Judging the Bullmastiff should be easier than some people make it. Approach the dog confidently. Please take into account that very young dogs in the puppy class may be in the ring for the first time and a bit tentative. This timidity or lack of confidence is not acceptable in adults but a puppy’s first experience in the ring can color its attitude for the rest of its life. Do not accept any show of aggressiveness toward humans. This is not the breed’s character.

One must take into account the temperament and structure of each breed when evaluating it in the ring. Bullmastiffs are not dainty and should not tiptoe lightly around the ring. Their movement should be efficient, strong without much effort. Flash is always attention–getting but it is not the ideal expression of Bullmastiff movement. Dogs should certainly show an interest and not appear deadheaded but the proper movement is not essentially associated with speed. A good moving Bullmastiff with cover a great deal of ground with strong, steady strides converging toward a center line as the speed increases. Keep in mind how the dog actually works. It isn’t at a trot but a trot is the best way to evaluate balance and soundness.

The head is the real identifying centerpiece of the dog but a lovely head on a working dog that isn’t a sound, efficient mover is worthless. The dog should be judged as a whole package in reference to what it was bred to do. The head is a cube on a cube with the muzzle being one–third of the entire head. The breadth of a muzzle and lower jaw is important because part of the dog’s purpose was to hold their quarry. Nostrils should be large and open. The dog had to run rapid sprints and hold someone with their mouth engaged. They needed the capacity to bring in air easily. Stenotic nares are a serious impediment to that ability. I had mentioned previously that some people tend to think more is better even if it is really incorrect. Remember in judging that the dog tends slightly more to the Mastiff than the Bulldog. The head is clearly described in the standard and it should not tend toward the Bulldog with the nose leather set on top of the muzzle rather than even with the front of it. The bite is level to slightly undershot. Slightly undershot actually assists in holding without biting through flesh. Wry bites are not just a fault; they are a deformity in any breed.

The standard calls for the dog to be almost square.

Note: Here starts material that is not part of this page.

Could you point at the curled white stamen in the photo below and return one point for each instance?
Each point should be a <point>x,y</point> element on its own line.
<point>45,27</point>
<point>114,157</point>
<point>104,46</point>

It is very slightly longer than it is tall—very slightly. A deep broad chest is necessary for the lung capacity needed in its job. A strong back gives the dog stamina when working. Remember the back is only part of the topline. The slight arch over the loin gives the dog the ability to get its rear well under it when moving. The standard calls for moderate angulation. It would be negative for a heavy bodied dog to have strong angulation. That would not put the legs under the body sufficiently for support. The slight arch over the loin increases the ability for reach in the rear without heavy angulation. While the standard doesn’t really speak to front angulation it need to match the rear angulation. More angulation in the front leaves the dog’s rear unable to keep up with the front. More angulation in the rear causes the dog to interfere with the front movement or inhibit the rear movement. Either is negative to a sound moving dog.

When one is going over a dog please note that this is a very short coated breed. You can see everything. There is no need to do what I call Braille judging. Giving the dog a full body massage doesn’t expose anything that isn’t already clearly visible. Lightly going over the dog with your hands can tell you everything you need to know. If you have a question in your mind that a handler is trying to cover up some fault just ask the person to have the dog step forward a step or two on a loose lead. Everything is clearly visible that way. The best approach to judging is to consider the dog as a whole package, recognizing and stressing the virtues and considering the faults. Do not fixate on one factor. As a working dog, the importance is being physically and mentally fit for the job the dog was developed to do.